Zéro de conduite ;
C’est étrange, chaque fois hormis la perspective d’une promenade, chaque fois Lucien s’amène avec son journal Le Monde. Nous, nous saluons en échangeant quelques mots sur le temps sur notre santé des mots bienveillants, nos yeux errent dans les arbres verdoyants d’espèces variées de chênes majestueux très vieux d’age d’un tilleul qui se développe tous les ans un peu plus, autour, des arbres, d’autres espèces, d’autres verts, une nature luxuriante, florissante, un engourdissement nous oblige à nous sortir de ce sortilège ; Lucien d’un regard m’interroge : rien.
J’aime ces moments où Lucien près de moi m’envoie, m’encourage d’aller dans mon monde imaginaire, Le Monde dans ses mains ouvert sur les dernières nouvelles il comprend qu’une histoire se trame, une histoire du temps passé une histoire fantastique, des histoires vécues.
Là, aujourd’hui pourquoi le diable m’importune t-il ! Je regarde Lucien afin de me rassurer.
Je venais de recevoir mon carnet de notes trimestrielles à peine l’avais-je ouvert je vis un énorme zéro il avait envahi la page, j’étais les yeux braqués sur ce zéro avec des pleins et des déliés dessiné par une main pleine d’autorité de menaces, j’étais paralysée par la peur de devoir faire signer mon carnet juste dessous ce zéro !
J’attendais la réponse à la question qui me faisait tressaillir d’effroi, comment faire signer mes parents juste au dessous du zéro ! Et à ce moment la bonne voix de Manie.
- Mon petit amour (Manie n’était pas avare de mots doux lorsque elle me parlait) as-tu de bonnes notes ce trimestre ci ?
- Oui Manie.
- Je connais ma petite Christie.
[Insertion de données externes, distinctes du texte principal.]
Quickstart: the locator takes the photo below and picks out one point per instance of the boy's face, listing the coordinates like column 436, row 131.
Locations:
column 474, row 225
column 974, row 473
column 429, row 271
Tu as des qualités.
Ma Manie m’envoyait dans des endroits inatteignables ! Je l’écoutais émerveillée.
- Tu le crois Manie ?
- Tu sais bien comme Manie t’aime, que son cœur déborde d’amour pour sa petite fille, je crains pour toi amie les difficultés que tu rencontreras dans la vie, tu es si innocente, imprévisible si étonnement fantaisiste, tu vas droit au but que tu te fixes. Tu m’écoutes Christie, fais attention certaines voies doivent être rayées impérativement de ta route, réfléchis bien avant de t’engager.
Christie contrite la tête baissée les épaules affaissées retrouve son carnet de notes où trône un énorme zéro de conduite.
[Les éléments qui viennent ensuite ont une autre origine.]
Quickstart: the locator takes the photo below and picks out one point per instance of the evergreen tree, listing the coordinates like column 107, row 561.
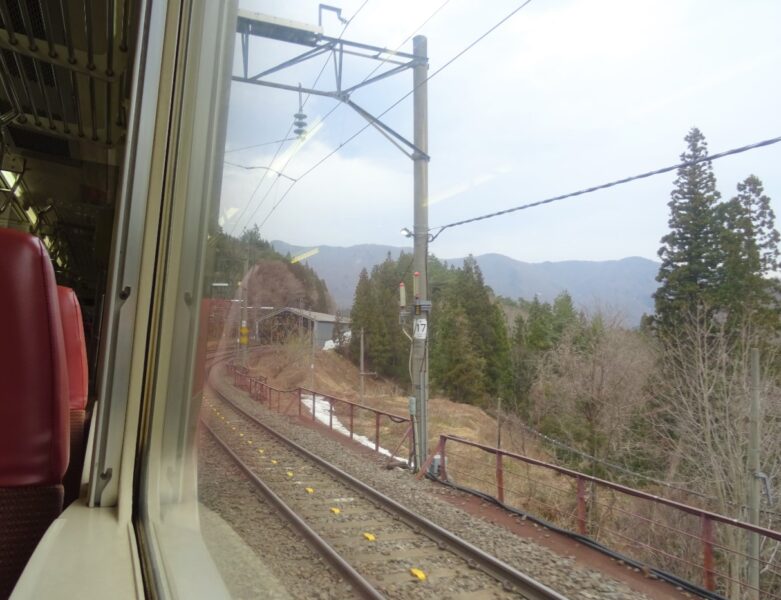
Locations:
column 750, row 246
column 360, row 315
column 691, row 252
column 456, row 367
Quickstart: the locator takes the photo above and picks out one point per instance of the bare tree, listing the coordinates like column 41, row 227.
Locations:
column 592, row 385
column 702, row 423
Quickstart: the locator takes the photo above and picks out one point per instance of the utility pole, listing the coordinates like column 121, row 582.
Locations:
column 244, row 329
column 499, row 422
column 362, row 372
column 753, row 479
column 420, row 255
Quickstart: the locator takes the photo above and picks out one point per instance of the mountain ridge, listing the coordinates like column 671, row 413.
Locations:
column 624, row 286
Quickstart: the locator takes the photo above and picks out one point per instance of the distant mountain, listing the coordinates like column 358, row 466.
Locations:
column 620, row 286
column 340, row 266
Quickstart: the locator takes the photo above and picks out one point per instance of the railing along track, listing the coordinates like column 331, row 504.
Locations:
column 510, row 580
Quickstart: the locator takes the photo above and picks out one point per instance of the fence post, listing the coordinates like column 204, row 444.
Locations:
column 707, row 554
column 499, row 477
column 582, row 506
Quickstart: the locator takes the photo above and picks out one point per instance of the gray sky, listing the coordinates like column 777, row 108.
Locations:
column 567, row 94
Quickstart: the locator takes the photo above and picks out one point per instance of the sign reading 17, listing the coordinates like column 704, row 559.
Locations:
column 420, row 330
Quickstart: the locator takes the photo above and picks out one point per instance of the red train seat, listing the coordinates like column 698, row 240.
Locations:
column 34, row 429
column 78, row 387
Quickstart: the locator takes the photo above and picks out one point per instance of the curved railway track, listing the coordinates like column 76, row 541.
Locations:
column 380, row 547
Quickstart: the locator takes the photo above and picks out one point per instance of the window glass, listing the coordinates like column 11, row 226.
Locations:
column 326, row 268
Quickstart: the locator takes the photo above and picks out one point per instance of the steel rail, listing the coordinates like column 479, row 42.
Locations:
column 355, row 579
column 514, row 579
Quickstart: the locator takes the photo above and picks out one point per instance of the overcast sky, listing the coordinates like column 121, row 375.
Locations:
column 565, row 95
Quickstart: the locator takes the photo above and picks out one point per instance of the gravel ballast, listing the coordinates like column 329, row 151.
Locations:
column 561, row 573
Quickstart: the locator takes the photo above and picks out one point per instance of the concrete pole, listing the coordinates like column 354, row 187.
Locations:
column 753, row 479
column 420, row 255
column 362, row 370
column 314, row 346
column 243, row 328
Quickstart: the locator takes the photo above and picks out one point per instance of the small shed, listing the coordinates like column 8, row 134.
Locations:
column 277, row 325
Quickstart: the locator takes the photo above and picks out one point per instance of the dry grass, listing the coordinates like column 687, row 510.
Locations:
column 538, row 490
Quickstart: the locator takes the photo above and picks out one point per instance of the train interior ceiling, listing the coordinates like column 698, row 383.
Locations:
column 64, row 73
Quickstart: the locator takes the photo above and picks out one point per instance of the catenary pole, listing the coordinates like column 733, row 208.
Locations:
column 420, row 255
column 362, row 369
column 753, row 479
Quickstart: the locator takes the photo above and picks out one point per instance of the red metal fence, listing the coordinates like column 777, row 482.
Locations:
column 694, row 544
column 364, row 423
Torturée, affolée à l’idée de montrer son carnet de notes à sa mère dans un isolement complet, alors, plusieurs idées germent dans sa tête : elle pourrait imiter la signature de sa mère mais après plusieurs essais elle rejette cette idée, elle trouve croit-elle la solution en cachant le zéro avec un doigt elle s’exerce et ma fois est satisfaite
Textuellement il était écrit : 0 de conduite : a préféré aller au cinéma plutôt qu’à son cours d’instruction civique.
J’étais étonnée que cela ce soit su car personne ne m’en avait parlé
Nous, nous étions mises d’accord mes copines Charlotte et Cécilia pour sécher le cours d’instruction civique, le remplacer par un film au titre attirant : Désirs de femmes ; J’ai beau me titiller la mémoire je ne me souviens pas de l’histoire ! J’étais tombée amoureuse de l’acteur principal.
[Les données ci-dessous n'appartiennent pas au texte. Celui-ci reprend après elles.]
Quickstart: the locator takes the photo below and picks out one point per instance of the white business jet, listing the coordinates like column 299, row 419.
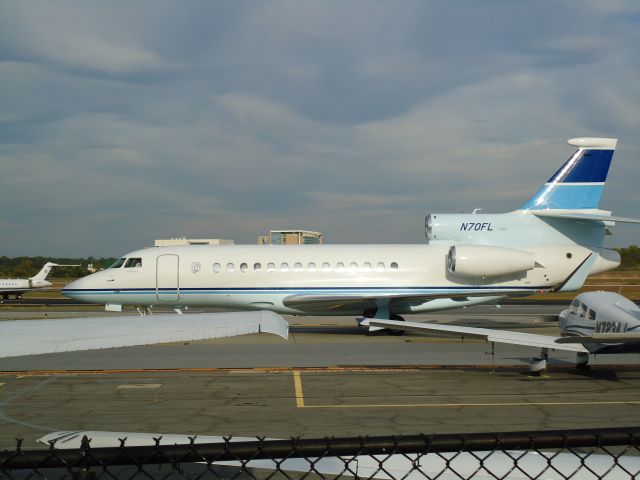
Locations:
column 550, row 244
column 18, row 286
column 596, row 322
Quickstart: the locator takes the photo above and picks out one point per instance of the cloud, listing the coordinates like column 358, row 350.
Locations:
column 126, row 122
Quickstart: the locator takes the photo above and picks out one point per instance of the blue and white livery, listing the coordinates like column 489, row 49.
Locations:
column 551, row 244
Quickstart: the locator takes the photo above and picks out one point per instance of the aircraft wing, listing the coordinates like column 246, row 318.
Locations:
column 369, row 301
column 583, row 216
column 487, row 334
column 34, row 337
column 633, row 337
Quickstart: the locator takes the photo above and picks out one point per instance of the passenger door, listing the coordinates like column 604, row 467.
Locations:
column 167, row 286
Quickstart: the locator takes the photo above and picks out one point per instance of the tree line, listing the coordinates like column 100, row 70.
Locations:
column 25, row 267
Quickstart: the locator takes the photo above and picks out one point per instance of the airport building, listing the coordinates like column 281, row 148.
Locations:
column 173, row 242
column 290, row 237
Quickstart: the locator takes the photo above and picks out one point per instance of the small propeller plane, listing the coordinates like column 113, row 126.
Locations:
column 595, row 322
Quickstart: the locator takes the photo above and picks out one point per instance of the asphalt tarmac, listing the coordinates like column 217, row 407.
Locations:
column 329, row 378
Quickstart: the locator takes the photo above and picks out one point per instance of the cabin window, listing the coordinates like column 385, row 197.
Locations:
column 574, row 306
column 582, row 310
column 133, row 263
column 118, row 263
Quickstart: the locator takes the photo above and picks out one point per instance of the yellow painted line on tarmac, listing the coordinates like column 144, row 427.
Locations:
column 139, row 386
column 297, row 384
column 457, row 405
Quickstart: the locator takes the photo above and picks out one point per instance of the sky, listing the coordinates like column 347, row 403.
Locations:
column 122, row 122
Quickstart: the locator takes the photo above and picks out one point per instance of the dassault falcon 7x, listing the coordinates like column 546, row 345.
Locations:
column 550, row 244
column 18, row 286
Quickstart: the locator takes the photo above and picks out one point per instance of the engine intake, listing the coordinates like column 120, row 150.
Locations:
column 487, row 261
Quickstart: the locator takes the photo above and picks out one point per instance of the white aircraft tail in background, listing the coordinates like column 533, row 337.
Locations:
column 596, row 322
column 18, row 286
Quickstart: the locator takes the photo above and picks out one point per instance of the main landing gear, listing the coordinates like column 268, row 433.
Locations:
column 538, row 365
column 382, row 315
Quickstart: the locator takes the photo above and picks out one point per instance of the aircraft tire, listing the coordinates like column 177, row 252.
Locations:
column 393, row 332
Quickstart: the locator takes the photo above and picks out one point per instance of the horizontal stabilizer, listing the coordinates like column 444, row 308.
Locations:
column 34, row 337
column 487, row 334
column 368, row 301
column 583, row 216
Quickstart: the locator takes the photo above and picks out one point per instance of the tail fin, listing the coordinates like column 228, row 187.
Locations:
column 579, row 183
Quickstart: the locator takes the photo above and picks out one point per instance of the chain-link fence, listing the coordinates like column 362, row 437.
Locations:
column 567, row 454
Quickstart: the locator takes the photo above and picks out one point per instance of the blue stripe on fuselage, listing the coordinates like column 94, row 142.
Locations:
column 565, row 196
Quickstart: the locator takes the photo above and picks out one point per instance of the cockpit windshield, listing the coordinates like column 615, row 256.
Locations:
column 133, row 263
column 118, row 263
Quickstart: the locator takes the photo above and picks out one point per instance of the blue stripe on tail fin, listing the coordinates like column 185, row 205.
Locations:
column 579, row 183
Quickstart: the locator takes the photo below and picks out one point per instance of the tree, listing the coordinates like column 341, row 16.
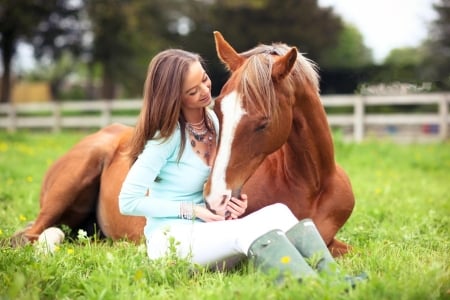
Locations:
column 126, row 34
column 437, row 59
column 350, row 51
column 49, row 25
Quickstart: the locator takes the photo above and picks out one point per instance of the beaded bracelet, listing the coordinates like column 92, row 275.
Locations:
column 186, row 210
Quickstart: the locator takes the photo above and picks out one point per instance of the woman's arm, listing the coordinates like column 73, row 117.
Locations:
column 135, row 198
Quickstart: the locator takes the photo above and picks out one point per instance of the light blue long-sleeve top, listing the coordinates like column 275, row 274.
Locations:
column 178, row 181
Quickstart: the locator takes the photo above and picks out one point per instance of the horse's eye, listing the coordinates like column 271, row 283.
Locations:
column 262, row 126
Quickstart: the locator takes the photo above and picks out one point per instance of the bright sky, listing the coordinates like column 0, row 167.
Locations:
column 387, row 24
column 384, row 24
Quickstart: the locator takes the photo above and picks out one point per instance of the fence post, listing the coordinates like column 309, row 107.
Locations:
column 358, row 125
column 106, row 113
column 443, row 116
column 12, row 117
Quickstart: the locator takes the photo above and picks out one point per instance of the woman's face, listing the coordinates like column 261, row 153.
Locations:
column 196, row 91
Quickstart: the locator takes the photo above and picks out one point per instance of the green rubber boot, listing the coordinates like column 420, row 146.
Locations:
column 307, row 239
column 274, row 252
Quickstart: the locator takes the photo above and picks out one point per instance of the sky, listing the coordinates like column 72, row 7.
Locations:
column 386, row 24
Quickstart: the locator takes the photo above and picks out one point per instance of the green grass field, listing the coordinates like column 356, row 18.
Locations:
column 399, row 230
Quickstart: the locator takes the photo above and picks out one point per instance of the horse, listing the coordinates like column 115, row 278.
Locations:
column 275, row 145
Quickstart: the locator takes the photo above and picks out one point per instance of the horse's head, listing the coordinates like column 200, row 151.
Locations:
column 255, row 112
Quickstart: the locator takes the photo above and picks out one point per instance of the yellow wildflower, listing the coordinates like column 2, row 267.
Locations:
column 138, row 275
column 285, row 259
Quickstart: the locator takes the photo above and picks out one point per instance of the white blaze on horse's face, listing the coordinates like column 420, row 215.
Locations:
column 232, row 112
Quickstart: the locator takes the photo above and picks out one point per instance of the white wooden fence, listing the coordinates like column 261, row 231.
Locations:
column 356, row 125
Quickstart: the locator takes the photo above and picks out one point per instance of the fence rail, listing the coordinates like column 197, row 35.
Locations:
column 357, row 123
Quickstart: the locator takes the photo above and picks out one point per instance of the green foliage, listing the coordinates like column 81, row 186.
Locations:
column 350, row 51
column 399, row 230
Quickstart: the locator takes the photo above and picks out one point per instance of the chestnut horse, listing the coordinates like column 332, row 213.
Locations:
column 275, row 145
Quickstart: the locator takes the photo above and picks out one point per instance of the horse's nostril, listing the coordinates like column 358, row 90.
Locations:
column 224, row 200
column 210, row 209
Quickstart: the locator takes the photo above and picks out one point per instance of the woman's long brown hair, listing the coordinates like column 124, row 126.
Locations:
column 161, row 108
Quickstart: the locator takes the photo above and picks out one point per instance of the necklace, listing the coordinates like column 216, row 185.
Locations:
column 201, row 134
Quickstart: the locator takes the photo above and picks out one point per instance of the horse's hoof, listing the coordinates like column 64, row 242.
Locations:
column 20, row 238
column 49, row 239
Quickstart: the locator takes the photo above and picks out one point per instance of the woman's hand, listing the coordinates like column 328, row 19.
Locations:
column 236, row 207
column 206, row 215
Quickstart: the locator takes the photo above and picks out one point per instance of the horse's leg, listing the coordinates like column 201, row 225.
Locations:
column 334, row 208
column 68, row 194
column 70, row 188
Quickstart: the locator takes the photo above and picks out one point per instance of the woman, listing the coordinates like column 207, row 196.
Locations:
column 173, row 148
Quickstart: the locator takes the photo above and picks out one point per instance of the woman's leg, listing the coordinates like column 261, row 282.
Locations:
column 221, row 242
Nous étions demi pensionnaires ; nous avions concoctées notre sortie du collège et tout s’était passé très bien, ce fut assez facile, nous sortions les unes après les autres pour ne pas se faire remarquer.
Bizarrement le film est sortie de ma mémoire.
Le moment fatidique arriva !
- Maman ! Veux-tu signer mon carnet s’il te plait !
Je tendais le carnet le doigt sur le zéro !
- Allons sort ton doigt voyons tu me gênes.
Ce fut la meilleure surprise que j’eus dans ma vie. Je tremblais de tout mon corps mes yeux s’étaient agrandis dix fois, mon cou s’avançait se reculait, ma tête se levait et tout mon corps allait de mon carnet à ma mère.
- C’est bon Christie, tu ranges ce carnet, et sur un ton sévère, compris !
Je crus recevoir une foudre sur moi, est-il vrai qu’il y ait de bonnes foudres ! Celle-ci fut étincelante pleine de million d’étoiles. J’allais ranger mon carnet infiniment légère.